In these cases, pressure on the brain intensifies and causes severe headaches that may wake a child in the middle of the night or early in the morning. Headaches may be coupled with:
- difficulties with balance and motor skills
- double vision
- squinting and/or other repetitive eye movements
Changes in personality, loss of new developmental abilities (like speaking or walking), and memory loss may also occur in more advanced cases.
A child who shows any of the signs and symptoms mentioned above should be evaluated by a doctor right away. The doctor will perform examinations, which may include a medical history and diagnostic imaging — like ultrasound, CT (computed tomography), or MRI (magnetic resonance imaging) — to get a clear picture of the inside of the brain.
During imaging, a child will lie still on a table for a few seconds while a machine passes over his or her body, emitting very low (and harmless) frequencies of radiation or sound waves.
If hydrocephalus is diagnosed, treatment will depend on the age of the child, the cause of the cerebral spinal fluid build-up (whether from a blockage, overproduction of fluid, or another problem), and the child’s overall health.
Shunt procedures, which have been the standard of care for decades, involve surgically implanting one end of a catheter (flexible tube) into a ventricle of the brain and placing the other end in the abdominal cavity, chambers of the heart, or space around the lungs where fluid is drained and absorbed by the bloodstream. A valve in the shunt system regulates flow to prevent over-draining and under-draining.
While shunting is often an effective treatment for hydrocephalus, there is a high chance of failure and complications. About 30% of shunts will stop working within the first year, with about 5% failing in each subsequent year, causing symptoms to recur. A child will need to have surgery to correct the problem — whether it requires replacing a catheter or valve or replacing the entire shunt. Most kids who undergo shunting will require subsequent operations over their lifetimes to regulate shunt problems.
Infections are another side effect of shunting, and occur in 5%-10% of shunt operations. Kids will develop typical signs of infection, like fever and neck stiffness, and may feel tenderness along the shunt or belly pain. Most infections develop within the first several months after a shunt procedure and require temporary removal of the device while a child receives intravenous antibiotics for up to 2 weeks.
A second, increasingly more common treatment for hydrocephalus is an endoscopic third ventriculostomy. During this procedure, a small opening is made in the bottom of the third ventricle (one of four ventricles in the brain) to allow fluid to exit the brain.
This minimally invasive approach involves placing an endoscope (small lighted camera) inside the brain to provide surgeons with a view of the surgical site on a computer monitor. Then, using very small instruments, the doctor will make a tiny hole in the bottom of the third ventricle, where a thin membrane separates the inside and outside of the brain. This new “evacuation route” permits fluid to drain normally into the spaces outside the brain while bypassing any obstructions that are causing a backup, so the body can reabsorb the CSF back into the bloodstream as it normally would.

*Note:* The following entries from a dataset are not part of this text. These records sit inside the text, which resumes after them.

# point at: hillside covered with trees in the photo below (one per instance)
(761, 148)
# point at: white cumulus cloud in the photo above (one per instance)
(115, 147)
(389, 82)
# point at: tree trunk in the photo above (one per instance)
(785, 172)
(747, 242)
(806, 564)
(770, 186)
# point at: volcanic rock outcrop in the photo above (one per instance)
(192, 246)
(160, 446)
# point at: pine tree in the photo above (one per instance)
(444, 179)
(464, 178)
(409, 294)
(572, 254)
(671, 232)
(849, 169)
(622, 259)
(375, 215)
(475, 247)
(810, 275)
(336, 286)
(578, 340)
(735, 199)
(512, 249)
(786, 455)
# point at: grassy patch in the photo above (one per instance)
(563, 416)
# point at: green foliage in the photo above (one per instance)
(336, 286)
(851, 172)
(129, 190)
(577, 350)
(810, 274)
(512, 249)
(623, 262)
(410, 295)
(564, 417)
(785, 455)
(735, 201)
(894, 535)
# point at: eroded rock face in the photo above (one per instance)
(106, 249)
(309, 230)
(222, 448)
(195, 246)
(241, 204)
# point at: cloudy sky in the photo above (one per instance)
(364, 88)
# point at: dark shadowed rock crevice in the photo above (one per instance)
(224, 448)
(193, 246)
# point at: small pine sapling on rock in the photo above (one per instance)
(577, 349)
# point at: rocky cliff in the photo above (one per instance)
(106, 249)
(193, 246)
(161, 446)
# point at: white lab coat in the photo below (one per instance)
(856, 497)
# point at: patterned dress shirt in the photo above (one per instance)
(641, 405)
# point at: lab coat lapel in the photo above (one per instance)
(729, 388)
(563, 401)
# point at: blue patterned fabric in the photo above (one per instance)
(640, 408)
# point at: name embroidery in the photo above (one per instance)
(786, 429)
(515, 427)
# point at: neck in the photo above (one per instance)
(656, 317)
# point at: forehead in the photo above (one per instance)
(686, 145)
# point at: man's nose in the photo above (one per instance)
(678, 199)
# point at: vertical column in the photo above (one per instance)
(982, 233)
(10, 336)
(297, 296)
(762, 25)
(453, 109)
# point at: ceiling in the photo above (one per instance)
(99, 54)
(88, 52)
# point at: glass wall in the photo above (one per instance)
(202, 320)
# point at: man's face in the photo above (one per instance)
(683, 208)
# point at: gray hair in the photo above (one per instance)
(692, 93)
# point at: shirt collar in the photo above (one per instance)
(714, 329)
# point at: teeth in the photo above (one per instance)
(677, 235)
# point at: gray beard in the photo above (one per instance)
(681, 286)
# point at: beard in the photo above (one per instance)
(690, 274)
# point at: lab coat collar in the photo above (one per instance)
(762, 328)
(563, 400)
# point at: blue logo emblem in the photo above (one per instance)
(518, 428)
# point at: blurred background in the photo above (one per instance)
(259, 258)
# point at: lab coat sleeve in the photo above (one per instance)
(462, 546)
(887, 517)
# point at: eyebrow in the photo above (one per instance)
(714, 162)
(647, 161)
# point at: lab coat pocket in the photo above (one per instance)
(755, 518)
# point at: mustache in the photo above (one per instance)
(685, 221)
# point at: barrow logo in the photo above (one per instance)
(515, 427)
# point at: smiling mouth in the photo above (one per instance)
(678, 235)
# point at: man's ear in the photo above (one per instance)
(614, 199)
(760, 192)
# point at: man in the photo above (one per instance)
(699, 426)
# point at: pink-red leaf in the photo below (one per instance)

When deemed appropriate, third ventriculostomies are the procedure of choice for kids older than 6 months of age due to a higher efficacy rate and lower risk of infection than shunting. Those who undergo the procedure have up to a 90% chance of long-term success, with little need for follow-up procedures.
Third ventriculostomies also have shown promise in newborns and may be offered as a treatment to these younger patients in the near future.
With timely treatment, many kids with hydrocephalus go on to lead normal lives.
Those with more complex medical problems, like spina bifida or bleeding in the brain from prematurity, may experience a higher rate of complications due to their underlying medical conditions. In these kids, early intervention greatly improves the chances of recovery.